Description
My apologies for not catching this sooner.
The struct alignment and packing that landed (well, was re-enabled) with 1.18.0 produces either improperly aligned structs or improperly aligned loads and stores (or both) on SPARC. The following test program demonstrates it (extracted from where I originally saw the compiler die):
pub struct Blake2bCtx {
a: [u8; 8],
b: u16,
c: u8,
}
#[inline(never)]
fn blake2b_compress(ctx: &mut Blake2bCtx) {
// Re-interpret the input buffer in the state as an array of little-endian
// u64s, converting them to machine endianness. It's OK to modify the
// buffer in place since this is the last time this data will be accessed
// before it's overwritten.
let m: &mut [u64; 1] = unsafe {
let t: &mut [u8; 8] = &mut ctx.a;
::std::mem::transmute(t)
};
for word in &mut m[..] {
*word = *word + 1;
}
}
fn main() {
let mut ctx = Blake2bCtx {
a: [0; 8],
b: 0,
c: 0,
};
blake2b_compress(&mut ctx)
}
The disassembly looks like this:
_ZN5blake16blake2b_compress17h54f2249749134ad6E()
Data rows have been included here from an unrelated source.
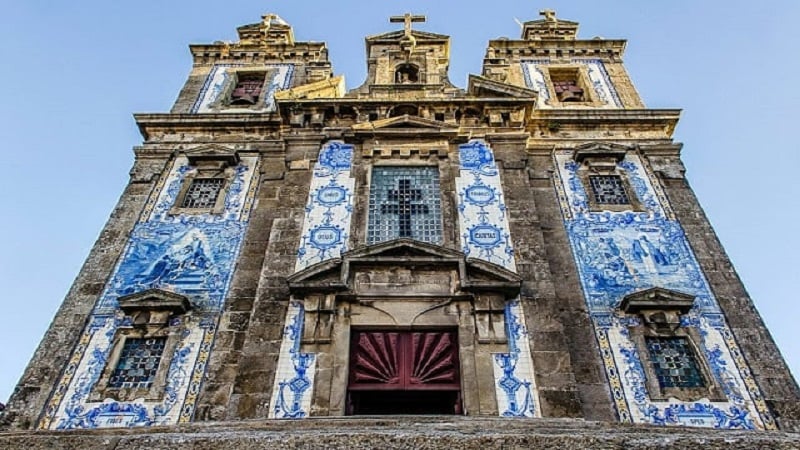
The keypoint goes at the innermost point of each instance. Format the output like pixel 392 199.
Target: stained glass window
pixel 405 202
pixel 608 190
pixel 674 362
pixel 203 193
pixel 138 363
blake::blake2b_compress::h54f2249749134ad6: 9d e3 bf 80 save %sp, -0x80, %sp
blake::blake2b_compress::h54f2249749134ad6+0x4: f2 5e 20 02 ldx [%i0 + 0x2], %i1
blake::blake2b_compress::h54f2249749134ad6+0x8: b2 06 60 01 add %i1, 0x1, %i1
blake::blake2b_compress::h54f2249749134ad6+0xc: f2 76 20 02 stx %i1, [%i0 + 0x2]
blake::blake2b_compress::h54f2249749134ad6+0x10: 81 c7 e0 08 ret
blake::blake2b_compress::h54f2249749134ad6+0x14: 81 e8 00 00 restore
Note the ldx
of [%i0 + 0x2]
. That would be valid if %i0
were itself misaligned, but it's not, and ldx
requires an 8-byte alignment. I can attach the entire IR if necessary, but I believe these are the relevant bits:
; ModuleID = 'blake.cgu-0.rs'
source_filename = "blake.cgu-0.rs"
target datalayout = "E-m:e-i64:64-n32:64-S128"
target triple = "sparcv9-sun-solaris"
%Blake2bCtx = type { i16, [0 x i8], [8 x i8], [0 x i8], i8, [1 x i8] }
%"core::slice::IterMut<u64>" = type { i64*, [0 x i8], i64*, [0 x i8], %"core::marker::PhantomData<&mut u64>", [0 x i8] }
%"core::marker::PhantomData<&mut u64>" = type {}
@__rustc_debug_gdb_scripts_section__ = internal unnamed_addr constant [34 x i8] c"\01gdb_load_rust_pretty_printers.py\00", section ".debug_gdb_scripts", align 1
; Function Attrs: noinline nounwind uwtable
define internal fastcc void @_ZN5blake16blake2b_compress17h54f2249749134ad6E(%Blake2bCtx* dereferenceable(12)) unnamed_addr #0 !dbg !5 {
bb6:
tail call void @llvm.dbg.value(metadata %Blake2bCtx* %0, i64 0, metadata !23, metadata !57), !dbg !58
tail call void @llvm.dbg.value(metadata %Blake2bCtx* %0, i64 0, metadata !24, metadata !57), !dbg !59
%1 = getelementptr inbounds %Blake2bCtx, %Blake2bCtx* %0, i64 0, i32 2, !dbg !60
%2 = bitcast [8 x i8]* %1 to i64*, !dbg !61
tail call void @llvm.dbg.value(metadata %"core::slice::IterMut<u64>"* undef, i64 0, metadata !39, metadata !62), !dbg !63
tail call void @llvm.dbg.value(metadata i64* %2, i64 0, metadata !54, metadata !57), !dbg !64
%3 = load i64, i64* %2, align 8, !dbg !65
%4 = add i64 %3, 1, !dbg !65
store i64 %4, i64* %2, align 8, !dbg !65
tail call void @llvm.dbg.value(metadata %"core::slice::IterMut<u64>"* undef, i64 0, metadata !39, metadata !62), !dbg !63
ret void, !dbg !66
}
I don't see anything obviously wrong in the code, but my knowledge here is pretty slim, so if it's obvious to someone else, I'd love the help. Otherwise, I'm probably going to be putting debugging statements into rustc::ty::layout::Struct::new
, hope I'm poking around in the right area, and doing a lot of recompiling.